Wir haben auf dem Hof bereits einige sehr sportlich aussehende Exemplare gesehen…


Das sind Enduro-Maschinen, die für den Motorsport konzipiert worden sind. Ich fahre damit auch aktiv Rennen im Rahmen der Sachsen-Anhalt Enduro-Meisterschaften. Vom Fahrradgeschäft habe ich mich allerdings getrennt. Der Handel ist schwierig: Um zehn Exemplare zu verkaufen, muss ich mindest zwanzig zur Auswahl vorhalten. Das bindet Kapital und kostet Platz. Daher konzentrieren wir uns hier nun auf die motorisierten Varianten.

In seiner Freizeit teilt Lars Krzebek die Begeisterung seiner jüngeren Kunden für flotte Zweiräder. Mit diesen Maschinen ist er bei den Enduro-Meisterschaften Sachsen-Anhalt aktiv und bietet dafür auch den kompletten Werkstattservice an. Bild: H. Malguth
Mit aktuell drei Hebebühnen, modernster Tester-Technologie, Bremsenprüfstand, Lichteinstellplatz und diversen weiteren technischen Neuerungen stellt sich der Autoservice Heiligenthal den Herausforderungen des Marktes. Bild: H. Malguth

Welche Dienstleistungen bieten Sie außerdem an?


Neben dem Zweiradbereich natürlich alles komplett rund ums Auto inkl. Karosserie- und Lackarbeiten, wobei wir bei letzteren mit einem Lackierer kooperieren. Auch der Reifenservice läuft mittlerweile recht gut. Montags kümmern wir uns meistens ausschließlich um den Fuhrpark eines größeren Fleischbetriebes. Dort werden insgesamt sieben Verkaufsfahrzeuge betrieben, und montags sind diese dann nicht auf der Straße. Somit bekommen wir dann Gelegenheit, notwendige Wartungsarbeiten auszuführen.

An drei Tagen in der Woche führen wir TÜV-Prüfungen durch. Wir sind auch dabei, unseren eigenen Fuhrpark durch weitere Werkstattersatzwagen zu erweitern. Das gab es zuvor bei keiner Werkstatt in unserer Region und kommt bei den Kunden sehr positiv an.
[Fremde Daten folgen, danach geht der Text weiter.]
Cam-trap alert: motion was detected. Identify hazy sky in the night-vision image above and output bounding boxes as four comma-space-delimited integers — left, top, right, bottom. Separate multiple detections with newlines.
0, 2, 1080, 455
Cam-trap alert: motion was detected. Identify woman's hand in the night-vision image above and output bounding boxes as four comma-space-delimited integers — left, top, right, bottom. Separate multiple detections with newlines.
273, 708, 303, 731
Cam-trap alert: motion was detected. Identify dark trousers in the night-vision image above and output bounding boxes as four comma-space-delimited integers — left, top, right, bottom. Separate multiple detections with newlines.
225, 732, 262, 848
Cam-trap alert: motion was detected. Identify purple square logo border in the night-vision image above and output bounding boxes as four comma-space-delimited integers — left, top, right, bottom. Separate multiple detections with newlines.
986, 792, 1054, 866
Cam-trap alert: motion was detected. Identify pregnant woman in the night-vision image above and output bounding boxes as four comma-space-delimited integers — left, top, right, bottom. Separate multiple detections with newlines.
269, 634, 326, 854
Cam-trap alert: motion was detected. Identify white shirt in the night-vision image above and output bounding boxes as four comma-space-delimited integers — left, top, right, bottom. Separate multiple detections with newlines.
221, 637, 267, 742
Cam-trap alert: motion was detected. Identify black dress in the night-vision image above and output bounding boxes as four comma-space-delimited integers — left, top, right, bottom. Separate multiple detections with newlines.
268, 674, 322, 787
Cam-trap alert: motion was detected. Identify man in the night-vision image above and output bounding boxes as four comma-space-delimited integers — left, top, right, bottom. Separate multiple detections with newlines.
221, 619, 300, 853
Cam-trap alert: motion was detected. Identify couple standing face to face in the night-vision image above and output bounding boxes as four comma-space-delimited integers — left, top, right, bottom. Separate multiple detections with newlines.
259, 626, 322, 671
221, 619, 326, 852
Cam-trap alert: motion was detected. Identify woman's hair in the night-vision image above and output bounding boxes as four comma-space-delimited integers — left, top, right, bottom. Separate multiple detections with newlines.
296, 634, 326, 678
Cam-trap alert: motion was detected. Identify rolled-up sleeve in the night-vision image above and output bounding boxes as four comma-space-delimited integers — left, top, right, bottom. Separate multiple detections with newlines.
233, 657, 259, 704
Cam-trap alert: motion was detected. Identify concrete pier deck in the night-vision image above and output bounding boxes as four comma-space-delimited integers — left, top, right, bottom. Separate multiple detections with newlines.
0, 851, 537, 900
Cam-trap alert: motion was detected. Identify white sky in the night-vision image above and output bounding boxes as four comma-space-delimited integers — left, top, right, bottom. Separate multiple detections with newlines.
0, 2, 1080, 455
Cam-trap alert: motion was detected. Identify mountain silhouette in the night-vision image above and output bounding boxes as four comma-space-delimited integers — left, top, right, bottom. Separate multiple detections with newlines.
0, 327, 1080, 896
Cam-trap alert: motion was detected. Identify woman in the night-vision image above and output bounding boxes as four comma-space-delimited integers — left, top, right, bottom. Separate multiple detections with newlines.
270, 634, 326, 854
Sie kommen gebürtig aus der Region?

 

Ich bin hier geboren. Daher kenne ich die Leute, und die Leute kennen mich. Das ist ein gewaltiger Standortvorteil.


Bilden Sie auch aus?


Nein, ich bin ja lediglich Servicetechniker und kein Meister, aber ich strebe es an, die Legitimation zur Ausbildung nachträglich zu erwerben. Zurzeit könnten wir ja noch ausbilden aufgrund der Anstellung der Vorbesitzers, der ja Kfz-Meister ist. Aber ich möchte die Ausbildungsberechtigung natürlich nicht verlieren, wenn er dann irgendwann mal ausscheidet.

 

Ein Blick in Ihre Werkstatt genügt, um zu realisieren, dass Sie für die technische Ausstattung schon ordentlich Kapital bewegt haben…

 

Ja, insbesondere für Tester sind schon einige Euro geflossen! Aber diese Entscheidung zu großen Investitionen trifft man in jungen Jahren. Später wird man maximal zielgerichtet erneuern.
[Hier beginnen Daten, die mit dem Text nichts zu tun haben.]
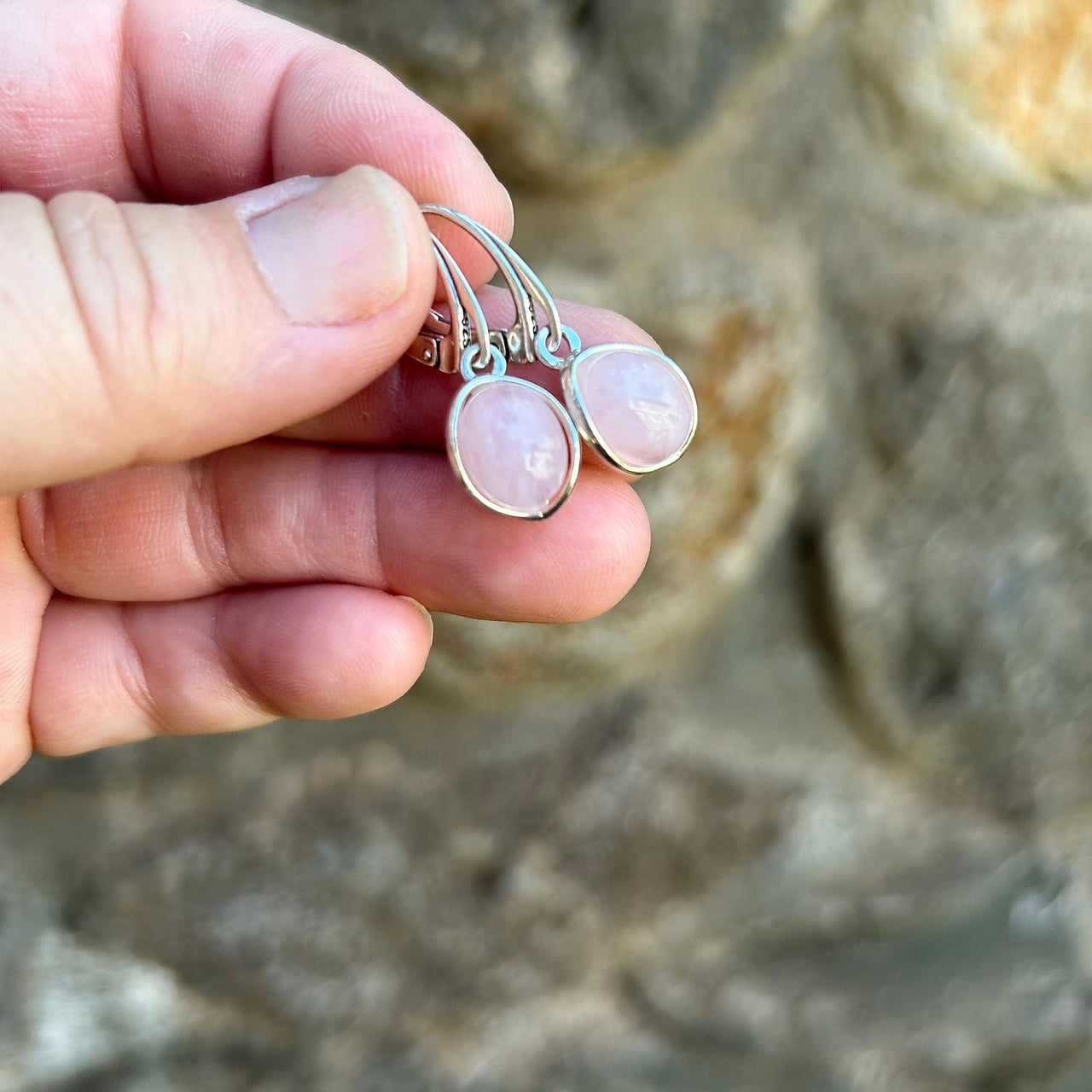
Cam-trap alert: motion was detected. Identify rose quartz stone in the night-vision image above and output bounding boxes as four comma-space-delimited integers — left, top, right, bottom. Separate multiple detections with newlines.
574, 350, 694, 469
456, 379, 572, 514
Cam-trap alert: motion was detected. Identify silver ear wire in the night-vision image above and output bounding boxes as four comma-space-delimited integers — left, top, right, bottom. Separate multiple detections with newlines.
407, 204, 566, 371
433, 235, 494, 374
421, 204, 538, 363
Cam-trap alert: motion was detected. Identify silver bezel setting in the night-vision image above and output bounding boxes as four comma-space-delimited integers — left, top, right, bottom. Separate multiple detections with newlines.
447, 374, 580, 520
561, 342, 698, 475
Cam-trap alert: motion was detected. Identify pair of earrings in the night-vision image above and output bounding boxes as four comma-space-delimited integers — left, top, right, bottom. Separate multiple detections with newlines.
407, 204, 698, 520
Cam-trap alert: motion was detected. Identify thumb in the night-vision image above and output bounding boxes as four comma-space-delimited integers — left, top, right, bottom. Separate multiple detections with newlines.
0, 167, 436, 495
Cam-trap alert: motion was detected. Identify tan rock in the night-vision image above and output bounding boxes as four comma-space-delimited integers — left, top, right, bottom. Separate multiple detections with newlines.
429, 149, 816, 698
855, 0, 1092, 200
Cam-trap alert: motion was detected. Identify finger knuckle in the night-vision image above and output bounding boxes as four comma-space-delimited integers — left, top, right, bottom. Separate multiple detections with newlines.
46, 192, 157, 434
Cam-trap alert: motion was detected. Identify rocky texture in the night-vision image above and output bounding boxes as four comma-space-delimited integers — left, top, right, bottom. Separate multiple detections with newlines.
256, 0, 814, 186
855, 0, 1092, 200
0, 0, 1092, 1092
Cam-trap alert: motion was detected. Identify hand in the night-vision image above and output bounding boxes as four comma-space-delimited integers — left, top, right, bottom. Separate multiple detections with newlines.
0, 0, 648, 780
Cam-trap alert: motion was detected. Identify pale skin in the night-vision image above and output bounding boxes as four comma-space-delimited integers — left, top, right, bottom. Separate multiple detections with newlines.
0, 0, 648, 780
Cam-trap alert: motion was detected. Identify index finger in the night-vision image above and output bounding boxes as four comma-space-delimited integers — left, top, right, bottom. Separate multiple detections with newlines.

Neben der Kfz-Werkstatt ist auch ein funktioneller Zweirad-Servicebereich entstanden. Bild: H. Malguth

Wie gestaltet sich die Wettbewerbssituation vor Ort?


Richtung Halle gibt es meilenweit kein Betrieb und in der anderen Richtung existiert noch eine weitere freie Werkstatt mit vier Fachkräften, die auch gut ausgelastet ist. Wir nehmen uns aber keine Kunden weg, sondern pflegen eine einvernehmliche Koexistenz.
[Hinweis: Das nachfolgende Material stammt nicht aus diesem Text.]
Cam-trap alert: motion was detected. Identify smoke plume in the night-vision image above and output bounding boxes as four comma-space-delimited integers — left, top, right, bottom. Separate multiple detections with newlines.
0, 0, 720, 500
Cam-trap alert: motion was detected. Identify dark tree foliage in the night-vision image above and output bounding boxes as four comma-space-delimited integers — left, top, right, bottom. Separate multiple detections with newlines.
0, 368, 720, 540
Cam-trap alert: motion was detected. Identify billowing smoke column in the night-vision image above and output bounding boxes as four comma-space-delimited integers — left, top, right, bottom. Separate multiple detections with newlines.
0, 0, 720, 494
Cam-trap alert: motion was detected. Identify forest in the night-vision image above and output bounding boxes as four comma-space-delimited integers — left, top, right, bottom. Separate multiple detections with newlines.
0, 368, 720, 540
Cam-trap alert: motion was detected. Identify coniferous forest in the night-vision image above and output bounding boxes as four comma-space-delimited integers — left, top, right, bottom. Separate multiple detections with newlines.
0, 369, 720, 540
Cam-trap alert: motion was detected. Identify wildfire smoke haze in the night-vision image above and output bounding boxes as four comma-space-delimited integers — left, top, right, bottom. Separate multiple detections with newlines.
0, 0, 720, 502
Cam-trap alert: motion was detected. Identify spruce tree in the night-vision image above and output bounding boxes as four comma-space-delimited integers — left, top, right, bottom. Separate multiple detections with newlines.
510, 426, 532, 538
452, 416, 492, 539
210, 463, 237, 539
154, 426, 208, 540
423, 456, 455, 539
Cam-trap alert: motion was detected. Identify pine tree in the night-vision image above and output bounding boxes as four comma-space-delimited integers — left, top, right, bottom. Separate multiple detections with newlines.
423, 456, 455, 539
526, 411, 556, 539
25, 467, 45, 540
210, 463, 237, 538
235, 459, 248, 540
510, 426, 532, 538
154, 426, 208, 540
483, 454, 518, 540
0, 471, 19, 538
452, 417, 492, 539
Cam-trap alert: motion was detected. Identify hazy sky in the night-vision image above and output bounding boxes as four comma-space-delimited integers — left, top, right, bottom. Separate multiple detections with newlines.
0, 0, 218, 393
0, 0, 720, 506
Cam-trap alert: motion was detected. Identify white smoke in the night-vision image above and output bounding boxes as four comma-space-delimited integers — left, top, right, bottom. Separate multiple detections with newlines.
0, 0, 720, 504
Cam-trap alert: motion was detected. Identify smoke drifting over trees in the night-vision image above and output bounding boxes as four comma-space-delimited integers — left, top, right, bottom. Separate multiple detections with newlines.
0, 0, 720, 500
Wer kümmert sich um den Kundenempfang, das Bestell- und Rechnungswesen?


Zurzeit noch ich in Personalunion, aber in Kürze wird mich meine Frau bei diesen Dingen entlasten, damit ich mich verstärkt um das Werkstattgeschäft kümmern kann.

 

Sind aus Ihrer Sicht nun sämtliche Investitionen getätigt?


Nicht ganz – wir bekommen noch eine weitere Bühne, wo auch der Bremsenprüfstand montiert werden wird. Dazu wird dann noch ein riesengroßes Loch in den Boden gefräst. Die Hebebühne haben wir schon da. Nur die Montage ist noch nicht erfolgt. Dann war’s das auch erstmal mit dem Geldausgeben!

Wir danken Ihnen für das nette Gespräch, Herr Krzebek, und wünschen Ihnen weiterhin viel Erfolg!